How do the three statements connect?
They articulate. The income statement computes net income; the statement of changes in owner’s equity takes that net income, adds capital and subtracts drawings to get closing owner’s equity; the balance sheet reports that closing equity alongside the closing asset and liability balances and must satisfy A = L + OE; and the cash flow statement explains why the cash line moved. Each dollar of profit touches owner’s equity exactly once.
Why are drawings not on the income statement?
Because drawings are a return of the owner’s own funds, not a cost of earning revenue. They reduce equity on the statement of changes in owner’s equity, never on the income statement. Putting drawings in with expenses is the #1 double-count error: it understates profit and hits equity twice. The same goes for capital contributions — equity movements, not revenue.
At what value do non-current assets appear on the balance sheet?

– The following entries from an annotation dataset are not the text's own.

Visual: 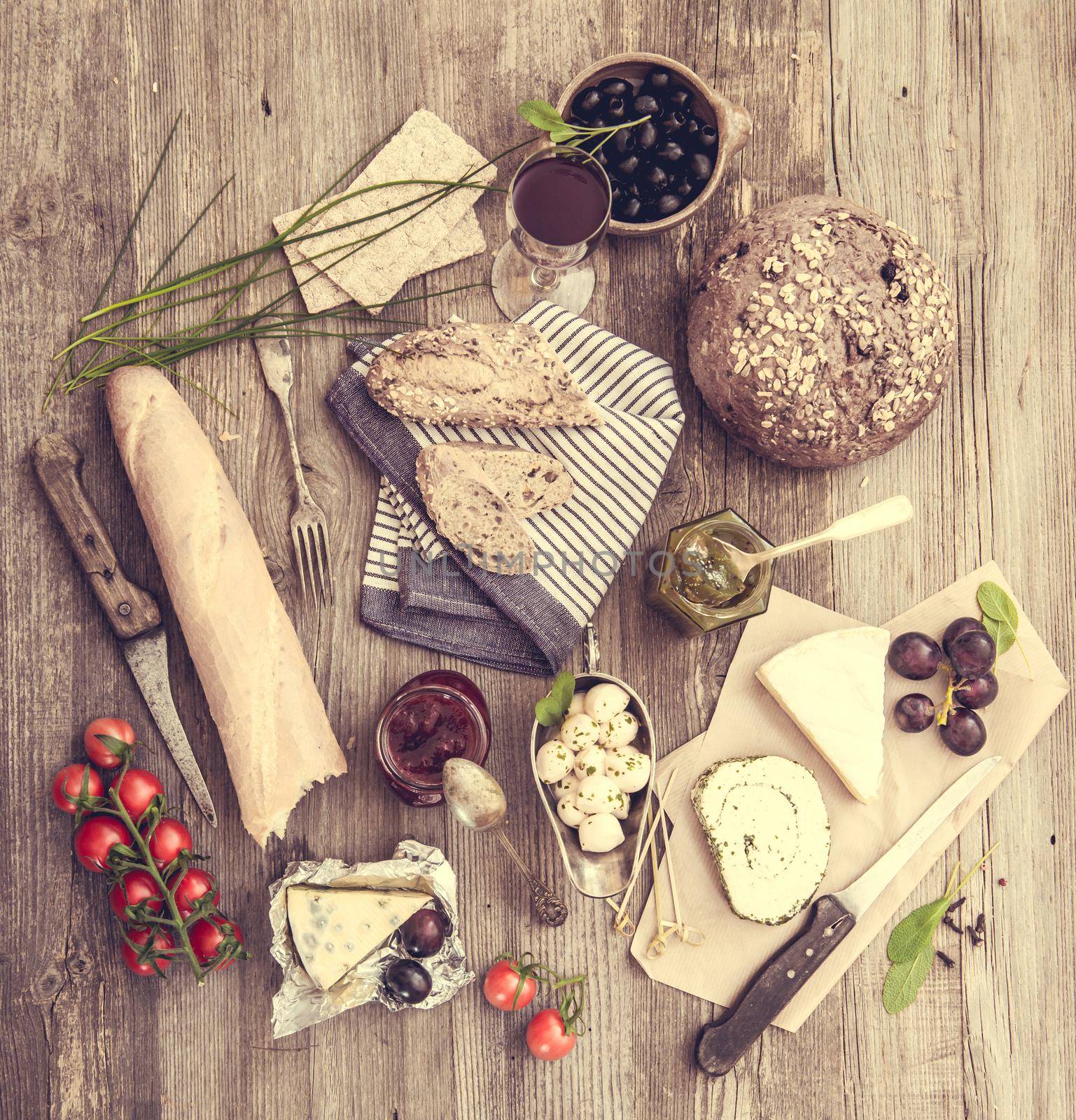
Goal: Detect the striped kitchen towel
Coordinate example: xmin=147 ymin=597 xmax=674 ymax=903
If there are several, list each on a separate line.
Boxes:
xmin=327 ymin=302 xmax=684 ymax=676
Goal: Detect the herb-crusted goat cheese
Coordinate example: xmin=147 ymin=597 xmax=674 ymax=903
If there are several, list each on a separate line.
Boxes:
xmin=691 ymin=755 xmax=830 ymax=925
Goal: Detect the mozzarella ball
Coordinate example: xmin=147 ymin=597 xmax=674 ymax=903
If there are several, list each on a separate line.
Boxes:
xmin=598 ymin=711 xmax=639 ymax=747
xmin=575 ymin=747 xmax=606 ymax=780
xmin=609 ymin=793 xmax=631 ymax=821
xmin=579 ymin=813 xmax=624 ymax=851
xmin=585 ymin=682 xmax=631 ymax=724
xmin=560 ymin=713 xmax=598 ymax=750
xmin=575 ymin=774 xmax=620 ymax=813
xmin=606 ymin=748 xmax=650 ymax=793
xmin=564 ymin=692 xmax=587 ymax=718
xmin=534 ymin=739 xmax=575 ymax=782
xmin=557 ymin=793 xmax=585 ymax=829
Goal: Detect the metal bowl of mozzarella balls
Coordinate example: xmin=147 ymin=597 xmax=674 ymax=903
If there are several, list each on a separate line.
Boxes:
xmin=532 ymin=673 xmax=652 ymax=897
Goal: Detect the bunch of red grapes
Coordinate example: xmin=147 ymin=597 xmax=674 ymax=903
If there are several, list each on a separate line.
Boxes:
xmin=886 ymin=617 xmax=998 ymax=755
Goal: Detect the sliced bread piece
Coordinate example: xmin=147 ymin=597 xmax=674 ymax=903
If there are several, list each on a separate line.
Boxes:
xmin=366 ymin=323 xmax=605 ymax=428
xmin=415 ymin=440 xmax=573 ymax=517
xmin=415 ymin=444 xmax=534 ymax=575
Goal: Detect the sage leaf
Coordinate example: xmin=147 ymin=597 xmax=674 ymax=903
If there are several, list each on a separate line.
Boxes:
xmin=881 ymin=942 xmax=934 ymax=1015
xmin=886 ymin=895 xmax=949 ymax=965
xmin=519 ymin=101 xmax=568 ymax=132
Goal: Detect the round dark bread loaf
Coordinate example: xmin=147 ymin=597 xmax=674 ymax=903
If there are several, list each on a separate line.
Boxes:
xmin=687 ymin=195 xmax=955 ymax=467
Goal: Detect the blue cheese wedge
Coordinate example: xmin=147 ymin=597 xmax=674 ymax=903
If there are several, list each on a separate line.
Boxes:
xmin=691 ymin=755 xmax=830 ymax=925
xmin=756 ymin=626 xmax=889 ymax=802
xmin=288 ymin=883 xmax=430 ymax=988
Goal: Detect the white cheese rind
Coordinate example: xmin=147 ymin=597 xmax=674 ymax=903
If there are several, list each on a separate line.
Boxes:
xmin=288 ymin=883 xmax=430 ymax=988
xmin=756 ymin=626 xmax=889 ymax=802
xmin=691 ymin=755 xmax=830 ymax=925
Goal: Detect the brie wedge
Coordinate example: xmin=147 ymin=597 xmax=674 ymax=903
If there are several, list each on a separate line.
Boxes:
xmin=288 ymin=883 xmax=430 ymax=988
xmin=691 ymin=755 xmax=830 ymax=925
xmin=756 ymin=626 xmax=889 ymax=802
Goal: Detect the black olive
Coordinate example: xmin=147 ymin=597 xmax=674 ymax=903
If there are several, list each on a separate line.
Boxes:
xmin=613 ymin=198 xmax=643 ymax=222
xmin=654 ymin=194 xmax=684 ymax=217
xmin=665 ymin=85 xmax=694 ymax=113
xmin=687 ymin=151 xmax=713 ymax=183
xmin=656 ymin=140 xmax=685 ymax=164
xmin=631 ymin=93 xmax=665 ymax=121
xmin=695 ymin=125 xmax=718 ymax=151
xmin=572 ymin=85 xmax=601 ymax=121
xmin=662 ymin=108 xmax=687 ymax=136
xmin=598 ymin=77 xmax=631 ymax=97
xmin=635 ymin=121 xmax=661 ymax=151
xmin=606 ymin=129 xmax=638 ymax=155
xmin=643 ymin=66 xmax=673 ymax=94
xmin=641 ymin=164 xmax=669 ymax=194
xmin=601 ymin=97 xmax=628 ymax=125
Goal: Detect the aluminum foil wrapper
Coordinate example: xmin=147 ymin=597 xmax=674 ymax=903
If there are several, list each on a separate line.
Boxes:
xmin=269 ymin=840 xmax=475 ymax=1038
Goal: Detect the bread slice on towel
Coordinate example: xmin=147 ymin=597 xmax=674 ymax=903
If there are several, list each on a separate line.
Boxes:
xmin=105 ymin=365 xmax=347 ymax=848
xmin=417 ymin=440 xmax=573 ymax=517
xmin=366 ymin=323 xmax=605 ymax=428
xmin=415 ymin=444 xmax=534 ymax=575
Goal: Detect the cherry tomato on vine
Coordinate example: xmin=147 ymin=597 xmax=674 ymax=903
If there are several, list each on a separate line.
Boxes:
xmin=109 ymin=870 xmax=165 ymax=922
xmin=168 ymin=867 xmax=221 ymax=917
xmin=82 ymin=717 xmax=134 ymax=769
xmin=71 ymin=816 xmax=131 ymax=872
xmin=187 ymin=917 xmax=243 ymax=972
xmin=120 ymin=928 xmax=174 ymax=976
xmin=526 ymin=1007 xmax=578 ymax=1062
xmin=53 ymin=763 xmax=104 ymax=816
xmin=142 ymin=816 xmax=194 ymax=867
xmin=482 ymin=961 xmax=538 ymax=1011
xmin=110 ymin=769 xmax=165 ymax=825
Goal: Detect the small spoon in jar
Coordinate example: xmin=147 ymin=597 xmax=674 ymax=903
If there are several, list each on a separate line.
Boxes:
xmin=441 ymin=758 xmax=568 ymax=925
xmin=717 ymin=494 xmax=915 ymax=581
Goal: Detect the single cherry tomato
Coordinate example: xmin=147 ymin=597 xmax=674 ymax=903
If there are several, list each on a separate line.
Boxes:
xmin=168 ymin=867 xmax=221 ymax=917
xmin=120 ymin=928 xmax=175 ymax=976
xmin=53 ymin=763 xmax=104 ymax=816
xmin=142 ymin=816 xmax=194 ymax=867
xmin=109 ymin=870 xmax=165 ymax=922
xmin=110 ymin=769 xmax=165 ymax=825
xmin=82 ymin=718 xmax=134 ymax=769
xmin=526 ymin=1007 xmax=578 ymax=1062
xmin=71 ymin=816 xmax=131 ymax=872
xmin=482 ymin=961 xmax=538 ymax=1011
xmin=187 ymin=917 xmax=243 ymax=972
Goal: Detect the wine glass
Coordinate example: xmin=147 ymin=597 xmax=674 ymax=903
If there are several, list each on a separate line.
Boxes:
xmin=491 ymin=146 xmax=613 ymax=319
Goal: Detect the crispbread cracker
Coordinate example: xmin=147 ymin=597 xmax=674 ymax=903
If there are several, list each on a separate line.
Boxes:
xmin=273 ymin=206 xmax=486 ymax=315
xmin=285 ymin=108 xmax=497 ymax=315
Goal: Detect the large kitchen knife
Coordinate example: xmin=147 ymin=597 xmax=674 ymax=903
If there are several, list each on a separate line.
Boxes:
xmin=32 ymin=433 xmax=217 ymax=827
xmin=695 ymin=755 xmax=1001 ymax=1077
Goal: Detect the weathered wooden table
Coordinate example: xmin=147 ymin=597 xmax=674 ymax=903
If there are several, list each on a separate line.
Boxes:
xmin=0 ymin=0 xmax=1076 ymax=1120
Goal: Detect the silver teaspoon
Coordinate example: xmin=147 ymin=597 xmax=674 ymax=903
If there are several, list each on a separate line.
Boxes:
xmin=441 ymin=758 xmax=568 ymax=925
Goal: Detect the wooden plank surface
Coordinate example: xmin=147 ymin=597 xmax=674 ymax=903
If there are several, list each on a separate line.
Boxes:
xmin=0 ymin=0 xmax=1076 ymax=1120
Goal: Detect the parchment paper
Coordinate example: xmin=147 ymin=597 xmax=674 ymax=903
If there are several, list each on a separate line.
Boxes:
xmin=631 ymin=562 xmax=1068 ymax=1030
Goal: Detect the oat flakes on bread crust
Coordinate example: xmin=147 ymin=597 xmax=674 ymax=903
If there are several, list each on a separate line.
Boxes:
xmin=366 ymin=323 xmax=605 ymax=428
xmin=687 ymin=195 xmax=955 ymax=467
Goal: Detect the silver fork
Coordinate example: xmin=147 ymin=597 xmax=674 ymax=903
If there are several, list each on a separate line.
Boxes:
xmin=254 ymin=316 xmax=333 ymax=603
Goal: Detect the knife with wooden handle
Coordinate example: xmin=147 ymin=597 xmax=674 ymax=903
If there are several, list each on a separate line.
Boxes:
xmin=695 ymin=755 xmax=1001 ymax=1077
xmin=32 ymin=433 xmax=217 ymax=827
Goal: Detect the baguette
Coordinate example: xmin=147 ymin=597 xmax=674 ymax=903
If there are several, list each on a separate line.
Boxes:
xmin=415 ymin=444 xmax=534 ymax=575
xmin=105 ymin=366 xmax=347 ymax=847
xmin=415 ymin=440 xmax=573 ymax=517
xmin=366 ymin=323 xmax=605 ymax=428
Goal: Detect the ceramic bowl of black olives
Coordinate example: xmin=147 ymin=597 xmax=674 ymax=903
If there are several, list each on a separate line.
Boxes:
xmin=557 ymin=52 xmax=751 ymax=237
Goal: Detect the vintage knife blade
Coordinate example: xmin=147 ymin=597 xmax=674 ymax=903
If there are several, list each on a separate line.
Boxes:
xmin=695 ymin=755 xmax=1001 ymax=1077
xmin=32 ymin=433 xmax=217 ymax=827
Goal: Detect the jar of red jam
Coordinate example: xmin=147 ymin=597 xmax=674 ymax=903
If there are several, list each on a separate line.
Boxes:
xmin=374 ymin=668 xmax=489 ymax=805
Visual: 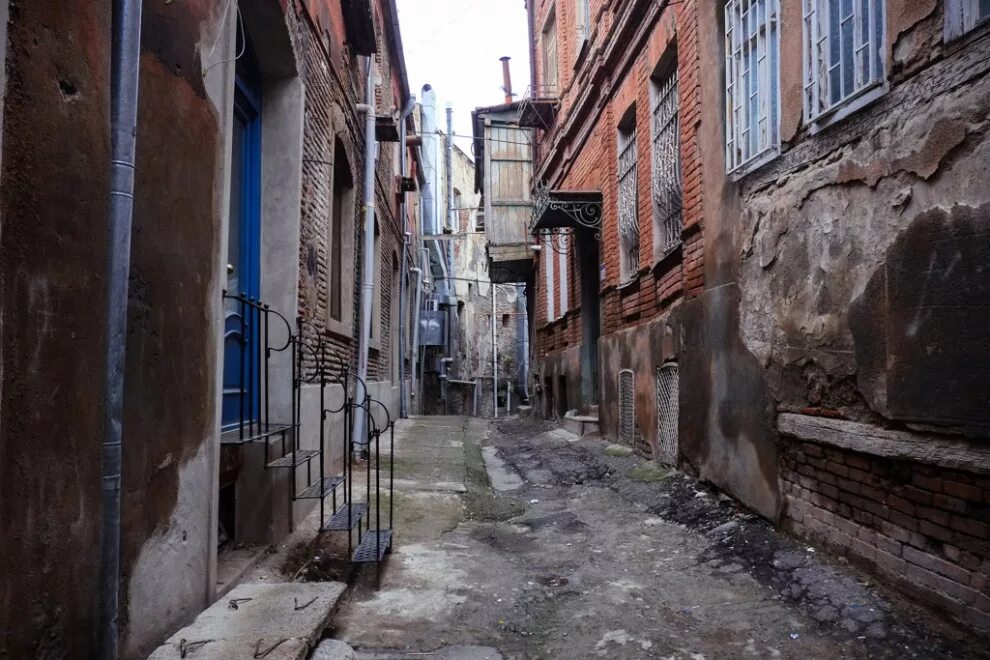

At their written-down value (carrying amount) = historical cost less accumulated depreciation — never market value. Accumulated depreciation is a contra-asset shown in brackets directly under the asset, not a liability. An asset is not revalued upward just because its market price rose: land bought for $100,000 stays at $100,000 even if it is now worth $130,000, because historical cost is objective and verifiable.
Exam move
Practise building the three statements from a set of worksheet column totals and trace the two hand-offs every time: net income from the income statement into the equity statement, and closing capital from the equity statement onto the balance sheet. Bank the formats — the merchandiser income statement (net sales − COGS = gross profit, − operating expenses = net income), the equity reconciliation, and the classified balance sheet with non-current assets at written-down value. Keep the period-vs-point-in-time headings straight, and run the 30-second self-check (net income matches; closing capital matches; A = L + OE). Above all, never put drawings or capital on the income statement — they are equity movements — and remember the unit uses sole-trader language (owner’s equity, capital, drawings).